The First Section of the Superior Court of Justice (STJ) consolidated a highly relevant understanding regarding the funding of third-party contributions. In ruling on REsp No. 2,187,625/RJ, under the repetitive appeals procedure (Theme 1390), the panel unanimously decided to remove the 20-minimum-wage cap from the calculation base of such contributions.

The case was reported by Justice Maria Thereza de Assis Moura, who fully endorsed the thesis advanced by the National Treasury.

The Issue Under Debate

The controversy concerned the continued applicability of the cap provided for in Law No. 6,950/1981, which limited the calculation base of third-party contributions to the equivalent of 20 minimum wages.

Taxpayers argued that this limit remained valid for several levies, such as the education salary contribution (salário-educação), Incra, Sest, Senar, Senat, Sescoop, Sebrae, APEX-Brasil, and ABDI, since Law No. 2,318/1986 allegedly did not expressly repeal the cap with respect to these contributions.

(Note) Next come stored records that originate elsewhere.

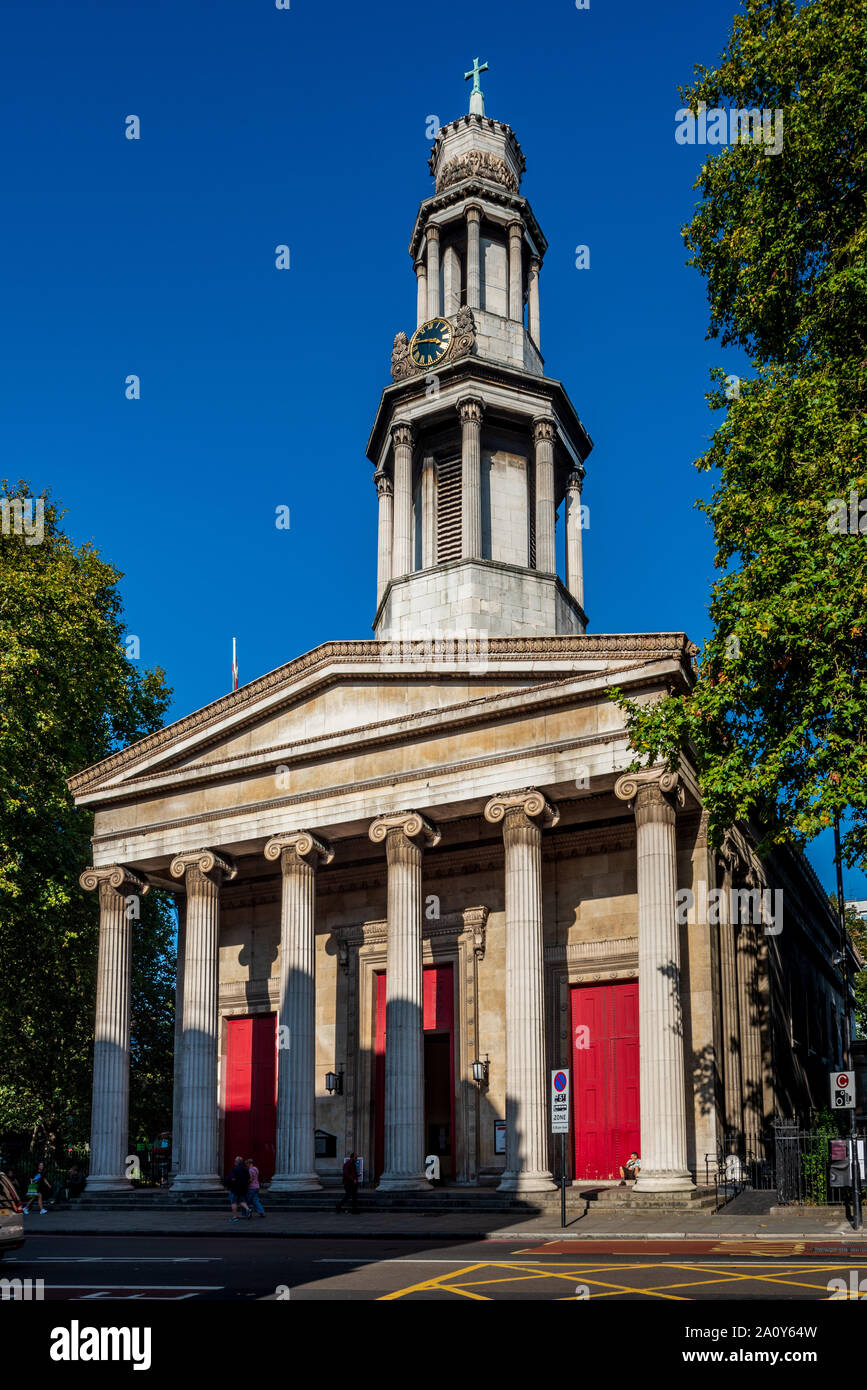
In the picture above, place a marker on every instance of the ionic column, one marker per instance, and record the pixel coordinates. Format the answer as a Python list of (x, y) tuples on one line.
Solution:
[(471, 413), (534, 299), (732, 1084), (299, 854), (474, 275), (432, 245), (516, 271), (545, 432), (523, 815), (428, 512), (574, 562), (110, 1111), (203, 873), (750, 1033), (402, 542), (384, 538), (421, 292), (663, 1096), (405, 833), (178, 1057)]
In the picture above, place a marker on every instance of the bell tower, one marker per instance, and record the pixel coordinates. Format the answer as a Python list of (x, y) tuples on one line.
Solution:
[(474, 446)]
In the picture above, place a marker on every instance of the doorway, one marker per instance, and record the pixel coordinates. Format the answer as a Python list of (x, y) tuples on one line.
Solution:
[(605, 1069), (438, 1022)]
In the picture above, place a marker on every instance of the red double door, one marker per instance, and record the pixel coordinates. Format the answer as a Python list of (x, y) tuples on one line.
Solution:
[(250, 1093), (438, 1022), (605, 1075)]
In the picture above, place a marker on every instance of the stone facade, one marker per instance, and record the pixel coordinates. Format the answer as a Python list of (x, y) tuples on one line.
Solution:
[(452, 794)]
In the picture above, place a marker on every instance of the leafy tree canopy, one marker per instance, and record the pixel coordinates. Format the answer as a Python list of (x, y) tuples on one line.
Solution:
[(777, 720), (68, 697)]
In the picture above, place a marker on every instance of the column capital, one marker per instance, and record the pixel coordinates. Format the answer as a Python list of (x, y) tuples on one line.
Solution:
[(402, 432), (530, 801), (471, 409), (655, 792), (545, 430), (116, 876), (206, 861), (410, 822), (304, 844)]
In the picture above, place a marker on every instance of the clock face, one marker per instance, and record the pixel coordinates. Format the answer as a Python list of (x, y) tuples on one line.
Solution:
[(431, 342)]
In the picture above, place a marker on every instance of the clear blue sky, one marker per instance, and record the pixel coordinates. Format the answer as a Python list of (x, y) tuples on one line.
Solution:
[(307, 127)]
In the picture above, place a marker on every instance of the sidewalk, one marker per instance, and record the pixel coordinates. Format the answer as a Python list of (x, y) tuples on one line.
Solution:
[(824, 1228)]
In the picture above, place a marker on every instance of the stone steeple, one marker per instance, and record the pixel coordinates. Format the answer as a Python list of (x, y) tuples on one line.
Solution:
[(474, 446)]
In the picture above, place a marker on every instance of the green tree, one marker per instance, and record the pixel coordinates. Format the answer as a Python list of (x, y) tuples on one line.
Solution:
[(68, 697), (777, 719)]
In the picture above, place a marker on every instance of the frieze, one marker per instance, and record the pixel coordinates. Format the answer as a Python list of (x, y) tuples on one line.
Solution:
[(477, 164)]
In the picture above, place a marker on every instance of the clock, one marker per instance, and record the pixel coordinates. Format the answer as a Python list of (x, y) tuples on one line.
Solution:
[(431, 342)]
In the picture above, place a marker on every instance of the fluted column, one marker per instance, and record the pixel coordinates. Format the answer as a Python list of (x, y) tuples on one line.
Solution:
[(474, 277), (421, 292), (732, 1083), (516, 271), (523, 815), (178, 1057), (299, 854), (534, 299), (545, 432), (660, 1022), (746, 937), (384, 540), (110, 1111), (405, 834), (203, 872), (402, 544), (432, 245), (574, 560), (471, 413), (428, 512)]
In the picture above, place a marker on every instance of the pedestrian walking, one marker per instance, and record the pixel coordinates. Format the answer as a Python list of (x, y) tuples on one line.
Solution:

They further contended that the precedent established in Theme 1079, which removed the cap for System S contributions, could not be automatically extended to other entities. In the event that the Treasury’s thesis prevailed, taxpayers requested a modulation of effects, invoking prior favorable decisions.

The Holding

The STJ ultimately adopted the position of the National Treasury, holding that Law No. 2,318/1986 repealed the cap established by Law No. 6,950/1981, thereby eliminating the application of the 20-minimum-wage ceiling to third-party contributions.

The reporting justice also rejected the request for modulation of effects, on the grounds that there was no consolidated and prevailing case law in favor of taxpayers that would justify preserving prior situations.

Because the case was decided under the repetitive appeals procedure, the ruling is now binding on lower courts and administrative tax proceedings.

Practical Impacts

The decision carries significant financial repercussions, particularly for companies with a substantial payroll.

With the definitive removal of the cap:

  • The calculation base of third-party contributions now applies to the entire payroll;
  • Judicial arguments defending the limitation lose strength;
  • Pending cases are likely to follow the consolidated precedent;
  • Companies must reassess tax contingencies and litigation strategies.

Additionally, the ruling reinforces the STJ’s tendency to standardize the treatment of System S contributions and other parafiscal contributions, adopting a systematic interpretation of funding legislation.

Final Considerations

By removing the 20-minimum-wage cap and rejecting the modulation of effects, the STJ strengthens the Treasury’s position and increases the financial impact of these levies on the productive sector.

Although motions for clarification may still be filed, the current outlook suggests stabilization of the case law in favor of the Federal Government.

For companies, the moment calls for technical caution: reviewing contingencies, reassessing accounting provisions, and re-evaluating litigation strategies are advisable in light of the consolidated jurisprudence.